Keyness in song lyrics: Challenges of highly clumpy data

Authors

DOI:

https://doi.org/10.21248/jlcl.36.2023.236

Keywords:

German Lyrics, Keyword Analysis, Dispersion, Clumpiness

Abstract

Computer-assisted stylistic analyses regularly employ the calculation of keywords. We show that the inclusion of a separate dispersion measure in addition to a frequency measure into keyword analysis (or more generally: keyness analysis), as proposed by Gries (2021), is a necessary extension of said analyses. Using texts from the German Songkorpus, we demonstrate that traditional keyword calculations using only frequency measures lead to spurious results. Determining keywords by both measuring a word’s frequency and its dispersion in comparison to a reference corpus gives a more realistic view.

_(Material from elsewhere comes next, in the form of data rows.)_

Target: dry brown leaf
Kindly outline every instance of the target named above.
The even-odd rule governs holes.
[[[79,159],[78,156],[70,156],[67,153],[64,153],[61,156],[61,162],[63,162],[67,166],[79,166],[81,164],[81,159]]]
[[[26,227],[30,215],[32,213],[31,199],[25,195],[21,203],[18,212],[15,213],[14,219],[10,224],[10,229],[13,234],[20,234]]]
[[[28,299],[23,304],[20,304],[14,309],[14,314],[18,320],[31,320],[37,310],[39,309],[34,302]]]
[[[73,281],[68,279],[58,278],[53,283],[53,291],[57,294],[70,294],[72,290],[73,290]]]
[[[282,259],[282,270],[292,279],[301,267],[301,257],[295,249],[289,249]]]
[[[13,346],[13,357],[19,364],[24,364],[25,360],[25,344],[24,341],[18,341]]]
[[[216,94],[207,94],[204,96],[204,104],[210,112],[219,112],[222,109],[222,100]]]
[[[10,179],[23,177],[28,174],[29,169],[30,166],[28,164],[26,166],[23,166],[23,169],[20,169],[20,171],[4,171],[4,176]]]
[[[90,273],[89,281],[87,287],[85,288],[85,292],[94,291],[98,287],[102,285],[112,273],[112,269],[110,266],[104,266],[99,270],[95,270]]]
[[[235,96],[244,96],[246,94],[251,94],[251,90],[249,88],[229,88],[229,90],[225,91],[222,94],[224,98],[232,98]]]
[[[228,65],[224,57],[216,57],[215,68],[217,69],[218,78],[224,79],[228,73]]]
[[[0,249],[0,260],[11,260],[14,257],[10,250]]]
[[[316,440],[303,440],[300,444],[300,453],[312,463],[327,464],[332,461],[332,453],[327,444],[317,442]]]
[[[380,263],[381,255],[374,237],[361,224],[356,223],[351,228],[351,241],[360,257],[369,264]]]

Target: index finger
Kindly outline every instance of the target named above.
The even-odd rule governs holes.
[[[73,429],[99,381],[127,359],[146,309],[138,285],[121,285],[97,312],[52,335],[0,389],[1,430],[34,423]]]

This is especially relevant for our corpus, since song lyrics turn out to be extraordinarily clumpy data: Words that are very frequent in one artist’s subcorpus typically only occur in a few or even just a single one of their songs due to widespread word repetition within songs, e.g., in choruses. Song lyrics in our dataset are shown to not feature words that can be considered key at all. Our contribution is twofold: (1) We demonstrate the utility of Gries’ (2021) approach and (2) interpret the (lack of) results in terms of a genre-specific property which is that song lyrics are lexically autonomous works of art.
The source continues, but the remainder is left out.